Another study, however, revealed that genuine suicide notes have two other variables in common: expressions of “positive affect” such as gratitude, love and terms of endearment, and short sentence length. But positive affect contradicts the stereotype most people have of suicidal individuals as depressed and detached. While some certainly are, that doesn’t necessarily inhibit them from feeling warmly about their loved ones. “If that’s the view a police officer has, they’re going to make the incorrect decision,” says Craig Bennell, author of the study, and a psychology professor and director of the police research lab at Carleton University in Ottawa. Short sentences are also a marker of authenticity because presumably suicidal people have “come to terms with what they’re going to do,” explains Bennell. “It’s not beyond the imagination to expect them to be able to say what they want in a much more succinct way, and without the flowery language and detailed explanations.”
Interestingly, in his latest report to the Connellys, coroner McCallum cites Bennell’s research to corroborate his assertion that John’s death was a suicide. Bennell, who says he was not involved with the decision or even aware of the case, is unsure the limited data published in his study—which used students, not cops—justify such a decision. Both he and Snook emphasize that their work is preliminary and full of shortcomings, including small numbers of study participants and suicide notes, some dating back more than 50 years, to review.
The researchers are confident, however, that even just a few reliable cues in a note can be effective indicators of suicide. “In the criminal justice system there is this expectation that everyone—judges, lawyers, police officers—ought never to make a decision until every bit of information has been examined and turned over, quantified and integrated,” says Snook. “This is unrealistic. Our minds are not supercomputers.” The quality of the information, it appears, is more important than the quantity.
If the Connellys’ suspicions of foul play are correct, it won’t be the first time investigators have been wrong about a suicide note, which studies show accompany about one in three or four suicides. In 2008, Newfoundlander Bruce Leyte was found alive in Ontario, having faked his own suicide two years earlier to escape money woes; a convincing note was left inside his abandoned truck. A British nurse discovered hanging in her garage in 2007 was actually killed by her jealous husband, a cop who typed the “suicide note” wearing rubber gloves.

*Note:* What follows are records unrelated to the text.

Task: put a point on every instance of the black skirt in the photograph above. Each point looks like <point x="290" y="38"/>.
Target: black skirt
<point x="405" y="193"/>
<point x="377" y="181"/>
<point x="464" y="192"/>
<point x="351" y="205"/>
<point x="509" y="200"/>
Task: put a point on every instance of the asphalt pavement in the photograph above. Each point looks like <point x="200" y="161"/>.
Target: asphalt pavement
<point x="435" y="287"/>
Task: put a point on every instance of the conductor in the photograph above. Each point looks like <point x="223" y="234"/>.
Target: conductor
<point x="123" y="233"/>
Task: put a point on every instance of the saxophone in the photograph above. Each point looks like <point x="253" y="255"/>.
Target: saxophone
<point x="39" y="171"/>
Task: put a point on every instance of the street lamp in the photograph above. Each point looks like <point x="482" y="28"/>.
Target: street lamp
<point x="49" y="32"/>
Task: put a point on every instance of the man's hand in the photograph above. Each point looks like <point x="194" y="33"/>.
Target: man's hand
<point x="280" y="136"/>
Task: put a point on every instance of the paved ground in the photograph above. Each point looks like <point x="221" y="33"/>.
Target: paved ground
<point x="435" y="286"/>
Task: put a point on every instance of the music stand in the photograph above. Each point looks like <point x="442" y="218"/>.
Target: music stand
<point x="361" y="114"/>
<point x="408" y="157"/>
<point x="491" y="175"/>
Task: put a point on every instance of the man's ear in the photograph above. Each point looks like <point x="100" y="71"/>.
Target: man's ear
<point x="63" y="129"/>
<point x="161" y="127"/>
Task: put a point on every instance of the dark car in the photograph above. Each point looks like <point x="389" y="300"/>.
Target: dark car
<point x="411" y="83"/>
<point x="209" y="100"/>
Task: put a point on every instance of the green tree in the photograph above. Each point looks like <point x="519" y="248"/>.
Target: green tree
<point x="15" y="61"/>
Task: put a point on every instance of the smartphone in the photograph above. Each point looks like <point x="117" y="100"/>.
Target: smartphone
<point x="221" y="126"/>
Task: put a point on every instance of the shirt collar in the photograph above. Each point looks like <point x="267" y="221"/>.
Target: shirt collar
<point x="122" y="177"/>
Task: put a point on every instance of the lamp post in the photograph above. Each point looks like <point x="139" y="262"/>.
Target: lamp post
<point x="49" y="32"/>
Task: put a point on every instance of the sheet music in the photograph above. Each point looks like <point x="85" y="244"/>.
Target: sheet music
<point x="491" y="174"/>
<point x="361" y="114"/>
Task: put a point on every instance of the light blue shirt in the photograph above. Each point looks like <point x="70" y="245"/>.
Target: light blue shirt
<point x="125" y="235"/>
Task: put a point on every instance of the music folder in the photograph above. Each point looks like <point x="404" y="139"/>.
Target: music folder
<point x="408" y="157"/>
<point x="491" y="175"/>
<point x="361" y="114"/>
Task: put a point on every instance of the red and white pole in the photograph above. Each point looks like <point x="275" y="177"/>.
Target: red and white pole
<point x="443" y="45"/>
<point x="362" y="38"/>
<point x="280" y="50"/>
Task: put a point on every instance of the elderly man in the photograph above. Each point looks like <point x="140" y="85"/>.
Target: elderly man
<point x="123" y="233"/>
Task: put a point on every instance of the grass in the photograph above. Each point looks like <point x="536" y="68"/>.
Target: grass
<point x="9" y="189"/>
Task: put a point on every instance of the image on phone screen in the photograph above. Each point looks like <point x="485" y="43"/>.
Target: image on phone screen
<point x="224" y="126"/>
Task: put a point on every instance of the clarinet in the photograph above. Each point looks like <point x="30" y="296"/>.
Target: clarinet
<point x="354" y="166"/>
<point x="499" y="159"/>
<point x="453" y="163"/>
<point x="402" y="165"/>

John Connelly is gone, but for his parents there is no peace. This week, they will meet Bennell for the first time to discuss the note at the centre of this tragedy. Their fight to find out how their son died is what makes Snook and Bennell’s research vital. “The worry, of course, is miscarriages of justice,” points out Bennell. “In the worst-case scenario, guilty people will go free if we don’t have the ability to identify if a note is genuine or fake. Some people will get away, and other people will get penalized in a way that they shouldn’t.”